Mając na uwadze powyższe uznać należy, że organ nie wykazał w decyzji spełnienia niezbędnego elementu z art. 23 ust. 1 pkt 5 ustawy o ochronie danych osobowych, a mianowicie, że udostępnienie żądanych w sprawie danych jest niezbędne dla wypełnienia prawnie usprawiedliwionych celów przeważających nad prawami i wolnościami osób, których te dane dotyczą. Naruszyło to zatem także art. 7 k.p.a., nakazujący wyważenie występujących w sprawie interesów.
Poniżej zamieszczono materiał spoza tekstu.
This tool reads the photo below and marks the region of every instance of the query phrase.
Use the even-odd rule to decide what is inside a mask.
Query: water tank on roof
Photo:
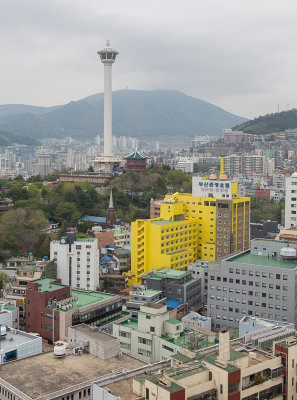
[[[57,343],[54,347],[54,356],[55,357],[64,357],[66,356],[66,346],[62,343]]]
[[[293,247],[283,247],[280,251],[280,256],[284,259],[293,260],[296,258],[296,249]]]
[[[0,326],[0,340],[5,339],[6,333],[7,333],[6,326],[1,325]]]

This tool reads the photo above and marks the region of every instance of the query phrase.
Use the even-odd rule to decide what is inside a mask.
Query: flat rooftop
[[[133,294],[135,296],[154,296],[155,294],[162,293],[161,290],[154,290],[154,289],[144,289],[144,290],[131,290],[130,295]]]
[[[72,326],[71,329],[102,343],[118,340],[116,337],[109,335],[108,333],[99,331],[97,327],[92,327],[86,324],[75,325]]]
[[[138,394],[133,393],[133,379],[122,379],[119,382],[103,386],[103,389],[110,390],[111,394],[122,400],[139,400]]]
[[[20,344],[31,342],[32,340],[38,340],[40,337],[23,332],[17,331],[18,333],[15,334],[11,330],[7,330],[7,334],[5,340],[1,340],[0,342],[0,352],[13,350]]]
[[[170,279],[181,279],[187,275],[191,274],[189,271],[179,271],[176,269],[160,269],[159,271],[149,272],[150,279],[163,279],[163,278],[170,278]]]
[[[36,399],[73,385],[100,379],[118,368],[133,370],[144,365],[147,364],[127,354],[104,361],[91,354],[69,355],[60,359],[50,352],[3,364],[1,378]]]
[[[177,222],[191,222],[188,219],[175,219],[174,221],[171,221],[169,219],[161,219],[158,221],[151,221],[151,224],[153,225],[170,225],[170,224],[176,224]]]
[[[282,261],[277,258],[266,256],[256,256],[250,252],[238,254],[234,257],[225,259],[226,262],[236,262],[239,264],[261,265],[263,267],[286,268],[295,269],[297,267],[296,261]]]
[[[38,291],[42,293],[47,293],[51,292],[52,290],[57,290],[66,287],[65,285],[60,285],[57,283],[52,283],[55,281],[55,279],[52,278],[43,278],[43,279],[37,279],[34,281],[34,283],[38,283]],[[109,294],[109,293],[102,293],[102,292],[88,292],[88,291],[83,291],[83,290],[77,290],[77,289],[70,289],[70,297],[77,296],[78,300],[72,302],[72,307],[69,308],[68,310],[63,310],[61,308],[55,308],[55,310],[59,310],[61,312],[67,312],[67,311],[72,311],[76,310],[79,308],[84,308],[96,303],[103,302],[105,300],[112,299],[116,297],[114,294]]]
Tymczasem kwestia ta jest szczególnie istotna w stanie faktycznym jak niniejszy, gdzie z uwagi na jego specyfikę wskazane osoby same nie mogą reprezentować swojego interesu, lecz musi go uwzględnić z urzędu organ. Stąd powinna znaleźć wyjaśnienie w uzasadnieniu decyzji, stosownie do art. 107 § 3 k.p.a., pozwalające zweryfikować, że organ wziął pod uwagę wszystkie istotne w sprawie wartości prawne, ocenił je z należytą uwagą i proporcjonalnością, a następnie przyznał prymat określonym z nich z uwagi na sprecyzowane argumenty na gruncie konkretnego stanu faktycznego.

Z tych też względów Naczelny Sąd Administracyjny uznał, że zaskarżony wyrok Sądu pierwszej instancji odpowiada prawu, gdyż obie decyzje GIODO wymagały uchylenia, wobec czego stosownie do art. 184 p.p.s.a. oddalił obie skargi kasacyjne. Zarazem orzekł o kosztach na podstawie art. 204 pkt 2 p.p.s.a.